Casting Fex DataFrame does not correctly assign default Fex metadata

YounZGrace commented 4 months ago

When we run detections, the Detector class automatically fills out all of the relevant Fex meta data. However, when we cast at pandas dataframe as a Fex object, this needs to be manually passed as a keyword. Unfortunately, as a consequence a lot of the internal Fex functions don't work correctly such as compute_identities().

 def __init__(self, *args, **kwargs):
        ### Columns ###
        self.au_columns = kwargs.pop("au_columns", None)
        self.emotion_columns = kwargs.pop("emotion_columns", None)
        self.facebox_columns = kwargs.pop("facebox_columns", None)
        self.landmark_columns = kwargs.pop("landmark_columns", None)
        self.facepose_columns = kwargs.pop("facepose_columns", None)
        self.identity_columns = kwargs.pop("identity_columns", None)
        self.gaze_columns = kwargs.pop("gaze_columns", None)
        self.time_columns = kwargs.pop("time_columns", None)
        self.design_columns = kwargs.pop("design_columns", None)

        ### Meta data ###
        self.filename = kwargs.pop("filename", None)
        self.sampling_freq = kwargs.pop("sampling_freq", None)
        self.detector = kwargs.pop("detector", None)
        self.face_model = kwargs.pop("face_model", None)
        self.landmark_model = kwargs.pop("landmark_model", None)
        self.au_model = kwargs.pop("au_model", None)
        self.emotion_model = kwargs.pop("emotion_model", None)
        self.facepose_model = kwargs.pop("facepose_model", None)
        self.identity_model = kwargs.pop("identity_model", None)
        self.features = kwargs.pop("features", None)
        self.sessions = kwargs.pop("sessions", None)

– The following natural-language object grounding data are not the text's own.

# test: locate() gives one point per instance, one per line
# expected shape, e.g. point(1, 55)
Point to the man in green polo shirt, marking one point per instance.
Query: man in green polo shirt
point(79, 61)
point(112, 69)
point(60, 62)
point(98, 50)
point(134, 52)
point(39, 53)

        self.verbose = kwargs.pop("verbose", False)

@ejolly I think we should be trying to automatically figure this out if the columns are not empty or don't exist.

Grace & Luke

ljchang commented 4 months ago

@ejolly , I started looking into this and I think this will require a discussion before I start writing code.

Basically, in the first version of py-feat (before we added the detection module), the idea was to have a standard to import all of the different software packages. This resulted in separate ways to load data files from openface, facet, etc., which is why we force users to pass in different column names to initialize a fex object.

Now that we've added the detector module and have started to move away from our initial idea of importing data from different packages, I think we could be a bit more strict in initializing a Fex object, which would make this a lot easier and also more similar to our other data representations in nltools (Brain_Data, Adjacency, etc).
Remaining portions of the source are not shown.